Alpha-D Surrogate: Axial-Profile MLP Tutorial

This guide walks through extracting Darcy resistance coefficient profiles from the flow contraction-expansion parametric study and training an MLP surrogate model.

Problem overview

The parametric study runs 1000 MOOSE k-epsilon RANS simulations of flow through a pipe with an internal contraction-expansion. Three parameters are varied:

Parameter

Symbol

Range

Spacing

Reynolds number

Re

5 000 – 250 000

log-spaced (10 values)

Diameter ratio

Dr

0.05 – 0.9

linear (10 values)

Length ratio

Lr

0.01 – 0.2

linear (10 values)

The surrogate predicts the Darcy resistance coefficient alpha_D(z) along the contraction region as a function of case parameters and axial position:

[log10(Re), Dr, Lr, z_hat, d_local/D_big, region_flags]  -->  log(alpha_D)

The model is PhysicsNeMo’s FullyConnected MLP.

Prerequisites

  • moose-physicsnemo conda environment (or the etl Docker service)

  • If using Docker Compose, use etl or etl-ngc for training/evaluation. etl-dev is ETL-only and does not include PyTorch.

  • Completed parametric study cases under data/flow_contraction_expansion/parametric_study/ (each case directory must contain simulation_out.e and case_metadata.txt)

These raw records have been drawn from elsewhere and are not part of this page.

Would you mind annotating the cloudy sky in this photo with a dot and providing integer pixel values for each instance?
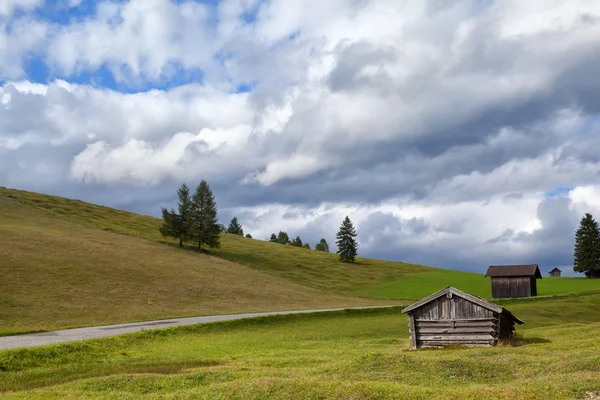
(457, 134)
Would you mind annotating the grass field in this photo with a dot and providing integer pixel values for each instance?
(416, 286)
(343, 355)
(68, 263)
(57, 274)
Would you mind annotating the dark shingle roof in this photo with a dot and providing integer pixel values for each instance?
(514, 270)
(467, 296)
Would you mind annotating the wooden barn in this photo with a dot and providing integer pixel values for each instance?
(453, 317)
(514, 280)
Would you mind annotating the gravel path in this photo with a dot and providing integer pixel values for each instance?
(70, 335)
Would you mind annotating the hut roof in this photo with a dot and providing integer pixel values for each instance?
(514, 270)
(470, 297)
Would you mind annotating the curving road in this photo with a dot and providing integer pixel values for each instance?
(70, 335)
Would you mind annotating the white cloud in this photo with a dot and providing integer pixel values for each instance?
(464, 113)
(7, 7)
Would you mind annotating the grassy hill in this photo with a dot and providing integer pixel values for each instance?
(342, 355)
(68, 262)
(56, 274)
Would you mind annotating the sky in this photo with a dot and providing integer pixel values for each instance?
(457, 134)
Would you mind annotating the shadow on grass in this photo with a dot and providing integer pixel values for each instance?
(519, 341)
(18, 333)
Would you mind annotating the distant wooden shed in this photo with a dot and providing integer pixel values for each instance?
(555, 272)
(453, 317)
(514, 280)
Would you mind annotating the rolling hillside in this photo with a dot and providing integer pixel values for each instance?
(67, 263)
(58, 274)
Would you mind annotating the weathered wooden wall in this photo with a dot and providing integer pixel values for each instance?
(513, 286)
(452, 321)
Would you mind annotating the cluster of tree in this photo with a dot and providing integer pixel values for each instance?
(283, 238)
(587, 247)
(346, 242)
(195, 219)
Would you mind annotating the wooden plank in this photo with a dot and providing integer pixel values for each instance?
(457, 320)
(456, 338)
(440, 344)
(482, 330)
(463, 324)
(413, 330)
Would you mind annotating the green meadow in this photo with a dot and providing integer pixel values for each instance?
(340, 355)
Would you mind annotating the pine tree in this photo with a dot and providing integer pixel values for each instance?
(322, 245)
(345, 241)
(587, 247)
(205, 228)
(283, 238)
(235, 227)
(178, 224)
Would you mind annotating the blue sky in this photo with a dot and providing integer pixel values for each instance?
(458, 134)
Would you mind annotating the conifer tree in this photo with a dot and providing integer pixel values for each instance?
(178, 224)
(297, 242)
(587, 247)
(283, 238)
(322, 245)
(345, 241)
(235, 227)
(205, 228)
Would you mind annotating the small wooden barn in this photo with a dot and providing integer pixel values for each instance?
(514, 280)
(555, 272)
(453, 317)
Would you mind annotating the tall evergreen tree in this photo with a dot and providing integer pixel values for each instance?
(178, 224)
(235, 227)
(587, 247)
(322, 245)
(283, 238)
(205, 228)
(297, 242)
(345, 241)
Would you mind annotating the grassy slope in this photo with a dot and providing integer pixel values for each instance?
(368, 278)
(336, 356)
(57, 274)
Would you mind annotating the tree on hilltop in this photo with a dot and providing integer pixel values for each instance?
(283, 238)
(297, 242)
(235, 227)
(345, 241)
(205, 227)
(178, 224)
(322, 245)
(587, 247)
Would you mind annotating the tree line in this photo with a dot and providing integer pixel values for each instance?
(195, 220)
(587, 247)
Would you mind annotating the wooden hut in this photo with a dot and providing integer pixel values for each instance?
(451, 317)
(514, 280)
(555, 272)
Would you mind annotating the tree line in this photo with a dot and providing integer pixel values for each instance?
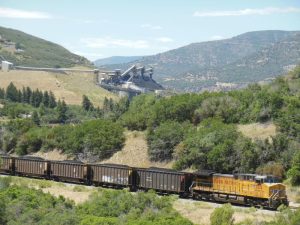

Verify that you have completed cases:

ls data/flow_contraction_expansion/parametric_study/Re_5000__Dr_0p144__Lr_0p01/simulation_out.e

Step 1: Extract alpha_D profiles (ETL)

The alpha_D ETL pipeline reads each case’s simulation_out.e, extracts the contraction region, computes the Darcy resistance coefficient at axial stations, and writes per-case .zarr stores.

Run the extraction

cd src && python cases/alpha_d/run_etl.py \
    etl.source.input_dir=../data/flow_contraction_expansion/parametric_study \
    etl.sink.output_dir=../data/flow_contraction_expansion/parametric_study/processed

This processes all cases with simulation_out.e files. Use etl.processing.num_processes=8 to speed up with more workers.

What the ETL does

For each case:

  1. Opens simulation_out.e via netCDF4 and reads node coordinates, element connectivity, and the pressure field at the final (converged) time step.

  2. Applies mesh scaling (1.0 by default).

  3. Computes element centroids and identifies the contraction region of interest (ROI), defined as the throat plus a buffer of 1 pipe diameter upstream and downstream.

  4. Bins ROI elements into 50 axial stations and computes area-weighted (radially weighted for axisymmetric geometry) average pressure at each.

  5. Derives the Darcy coefficient via the pressure gradient:

    alpha_D(z) = -dP/dz * 2 * D_h(z) / (rho * V_bulk^2)
    
  6. Constructs feature vectors: log10(Re), Dr, Lr, normalized axial position z_hat, local diameter ratio d_local/D_big, and region flags.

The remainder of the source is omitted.